Siempre termino en la parada equivocada, pero es un misterio divertido.
A veces, la rutina nos hace creer que la vida es solo una sucesión de trayectos predecibles y aburridos. Miramos por la ventana de un autobús, viendo pasar los mismos edificios y las mismas calles, sintiendo que el tiempo simplemente se desliza sin propósito. Pero esta frase nos invita a cambiar la lente con la que observamos nuestro camino. Nos sugiere que incluso en la monotonía del transporte público, existe una chislag de magia esperando ser descubierta si nos permitimos sentir el movimiento.
Cuando hablo de que los autobuses se convierten en máquinas de sueños con cada bache, me refiero a esos momentos de desconexión donde el mundo exterior deja de ser real y nuestra mente toma el control.

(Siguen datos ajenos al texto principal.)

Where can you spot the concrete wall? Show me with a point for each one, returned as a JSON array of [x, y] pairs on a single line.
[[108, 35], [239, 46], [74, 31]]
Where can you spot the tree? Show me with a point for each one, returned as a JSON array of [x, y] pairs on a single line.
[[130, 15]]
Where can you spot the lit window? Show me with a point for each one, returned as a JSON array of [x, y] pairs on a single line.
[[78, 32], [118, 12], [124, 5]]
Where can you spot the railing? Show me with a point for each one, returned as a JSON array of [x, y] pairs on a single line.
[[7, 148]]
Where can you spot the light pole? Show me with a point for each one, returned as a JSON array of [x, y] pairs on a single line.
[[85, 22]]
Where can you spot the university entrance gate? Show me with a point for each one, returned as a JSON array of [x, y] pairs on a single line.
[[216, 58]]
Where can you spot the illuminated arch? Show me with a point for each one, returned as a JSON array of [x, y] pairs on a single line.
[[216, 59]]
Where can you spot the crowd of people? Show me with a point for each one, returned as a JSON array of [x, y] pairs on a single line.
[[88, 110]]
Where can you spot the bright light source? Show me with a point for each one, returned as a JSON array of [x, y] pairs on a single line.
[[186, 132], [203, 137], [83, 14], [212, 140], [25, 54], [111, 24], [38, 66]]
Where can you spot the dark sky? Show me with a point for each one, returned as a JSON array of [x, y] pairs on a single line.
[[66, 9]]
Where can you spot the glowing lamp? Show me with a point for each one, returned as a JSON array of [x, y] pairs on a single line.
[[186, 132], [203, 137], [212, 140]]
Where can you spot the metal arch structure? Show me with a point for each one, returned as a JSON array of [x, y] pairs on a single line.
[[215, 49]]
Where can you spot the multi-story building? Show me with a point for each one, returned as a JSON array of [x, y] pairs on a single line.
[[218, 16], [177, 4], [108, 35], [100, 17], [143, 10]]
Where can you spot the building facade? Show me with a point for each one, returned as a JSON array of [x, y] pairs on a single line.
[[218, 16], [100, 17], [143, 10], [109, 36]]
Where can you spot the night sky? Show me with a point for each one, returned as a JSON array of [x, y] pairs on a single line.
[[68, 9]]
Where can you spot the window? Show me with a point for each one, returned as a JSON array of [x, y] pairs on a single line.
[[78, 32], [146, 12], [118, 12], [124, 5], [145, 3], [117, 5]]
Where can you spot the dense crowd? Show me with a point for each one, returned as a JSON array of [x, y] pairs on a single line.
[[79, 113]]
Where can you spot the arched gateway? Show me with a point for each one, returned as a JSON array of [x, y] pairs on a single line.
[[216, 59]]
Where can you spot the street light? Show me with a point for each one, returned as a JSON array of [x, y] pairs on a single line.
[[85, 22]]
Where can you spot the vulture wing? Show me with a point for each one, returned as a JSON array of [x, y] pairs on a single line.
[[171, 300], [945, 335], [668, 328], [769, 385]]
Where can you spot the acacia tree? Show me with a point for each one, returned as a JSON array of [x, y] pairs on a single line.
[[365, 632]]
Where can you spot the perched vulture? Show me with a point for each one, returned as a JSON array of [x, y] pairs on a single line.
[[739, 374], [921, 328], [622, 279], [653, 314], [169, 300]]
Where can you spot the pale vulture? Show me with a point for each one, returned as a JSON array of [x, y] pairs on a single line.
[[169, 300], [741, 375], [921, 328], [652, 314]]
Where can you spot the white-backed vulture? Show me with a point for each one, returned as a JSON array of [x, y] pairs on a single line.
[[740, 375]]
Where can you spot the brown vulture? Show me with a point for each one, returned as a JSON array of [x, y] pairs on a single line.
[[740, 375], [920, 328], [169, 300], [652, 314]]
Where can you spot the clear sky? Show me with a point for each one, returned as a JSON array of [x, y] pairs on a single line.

Un pequeño salto del vehículo puede ser el impulso que tu imaginación necesita para saltar hacia una nueva idea o un recuerdo feliz. Es en ese vaivén, en esa falta de control sobre el trayecto, donde dejamos de ser pasajeros de un asiento y nos convertimos en arquitectos de mundos internos.
Recuerdo una tarde lluviosa en la que me sentía especialmente agotada. Estaba sentada en un autobús muy ruidoso, sintiendo cada sacudida del motor como un recordatorio de lo pesado que era el día. Sin embargo, al cerrar los ojos y dejar que el balanceo me envolviera, empecé a imaginar que cada bache era un portal hacia un lugar tranquilo, un bosque lleno de luz donde no había preocupaciones. De repente, el trayecto ya no era una pérdida de tiempo, sino un viaje de exploración hacia mi propio refugio interior.
La vida tiene sus propios baches, y a menudo intentamos evitarlos o nos quejamos de ellos. Pero, ¿y si esos mismos tropiezos fueran los que nos sacuden de la apatía? ¿Y si cada movimiento inesperado fuera una invitación a soñar despiertos y a recordar que nuestra capacidad de imaginar es infinita, sin importar dónde nos encontremos físicamente?
Hoy te invito a que, la próxima vez que te encuentres en un trayecto cotidiano, no busques solo tu parada de destino. Intenta encontrar la magia en el movimiento. Cierra los ojos un momento, siente el vaivén y permite que tu mente comience a construir ese sueño que tanto necesitas.